Data collection and analysis

As a voluntary student on the COVID-19 frontline, ZS was interested in understanding how her peers experienced learning in this novel setting. JK and ZS developed the semi-structured interview guide in Swiss German, the native language of all participants. Regarding the wording, we adjusted the interview language according to the participants as ZS interviewed them as a peer to guarantee the interviews were conversational. The interview started with an easing-in strategy, with ZS asking about students’ professional experiences in the medical field and their motivation to study medicine. ZS integrated probing questions throughout each interview to encourage participants to describe their experiences and perceptions in greater detail. For instance, ZS asked questions such as ‘What was a typical working day like?’ and “What are examples of things you learned at TTC? ‘How did the learning that occurred at TTC differ from what you learned in medical school before the pandemic?’

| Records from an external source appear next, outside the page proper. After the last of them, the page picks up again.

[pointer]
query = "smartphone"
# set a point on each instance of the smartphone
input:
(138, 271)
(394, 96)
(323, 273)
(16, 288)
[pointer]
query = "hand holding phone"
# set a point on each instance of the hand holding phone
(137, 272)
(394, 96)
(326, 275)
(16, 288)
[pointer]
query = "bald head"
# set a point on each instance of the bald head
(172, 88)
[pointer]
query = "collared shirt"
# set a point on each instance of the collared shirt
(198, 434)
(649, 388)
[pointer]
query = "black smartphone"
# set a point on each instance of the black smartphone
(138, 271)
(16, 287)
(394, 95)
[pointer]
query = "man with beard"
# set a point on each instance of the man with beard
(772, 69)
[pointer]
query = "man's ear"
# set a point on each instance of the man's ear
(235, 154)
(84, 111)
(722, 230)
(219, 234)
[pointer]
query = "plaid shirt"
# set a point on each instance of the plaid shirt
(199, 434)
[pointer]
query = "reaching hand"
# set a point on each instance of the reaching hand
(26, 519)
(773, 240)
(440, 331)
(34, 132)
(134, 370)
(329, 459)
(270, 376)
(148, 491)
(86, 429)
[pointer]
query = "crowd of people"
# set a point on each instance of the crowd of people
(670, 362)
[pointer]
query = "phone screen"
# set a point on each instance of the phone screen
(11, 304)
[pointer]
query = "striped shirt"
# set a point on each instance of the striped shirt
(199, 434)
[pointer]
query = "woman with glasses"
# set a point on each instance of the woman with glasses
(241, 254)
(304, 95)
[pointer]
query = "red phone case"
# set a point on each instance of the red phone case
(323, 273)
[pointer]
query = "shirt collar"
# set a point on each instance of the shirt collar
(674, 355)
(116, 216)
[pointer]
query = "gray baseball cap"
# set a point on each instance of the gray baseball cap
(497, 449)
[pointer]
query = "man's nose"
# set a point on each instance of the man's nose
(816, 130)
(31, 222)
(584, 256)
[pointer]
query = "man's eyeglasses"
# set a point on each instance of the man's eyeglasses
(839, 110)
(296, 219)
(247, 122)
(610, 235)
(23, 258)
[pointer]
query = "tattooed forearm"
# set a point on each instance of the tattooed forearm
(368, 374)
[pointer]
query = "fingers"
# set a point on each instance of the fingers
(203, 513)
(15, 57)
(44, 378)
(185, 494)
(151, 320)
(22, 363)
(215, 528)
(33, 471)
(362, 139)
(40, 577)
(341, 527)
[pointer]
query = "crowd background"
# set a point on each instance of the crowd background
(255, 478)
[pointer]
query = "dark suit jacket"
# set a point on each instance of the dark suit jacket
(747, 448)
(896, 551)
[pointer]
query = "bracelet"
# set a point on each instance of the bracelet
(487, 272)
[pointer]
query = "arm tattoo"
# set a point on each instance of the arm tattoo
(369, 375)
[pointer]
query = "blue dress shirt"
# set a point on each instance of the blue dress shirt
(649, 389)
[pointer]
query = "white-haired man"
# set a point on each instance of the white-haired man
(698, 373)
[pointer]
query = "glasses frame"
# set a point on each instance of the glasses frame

In the beginning, ZS asked about their work schedule and their experiences at the TTC with peers, supervisors, and patients. As the study progressed, the interview guide was extended to include questions about specific learning and working experiences as a team member at the TTC such as ‘What was your most formative experience as a team member’? as well as questions about professional identity development such as ‘What did you get from working on the Task Force for your studies and your (personal and professional) development?’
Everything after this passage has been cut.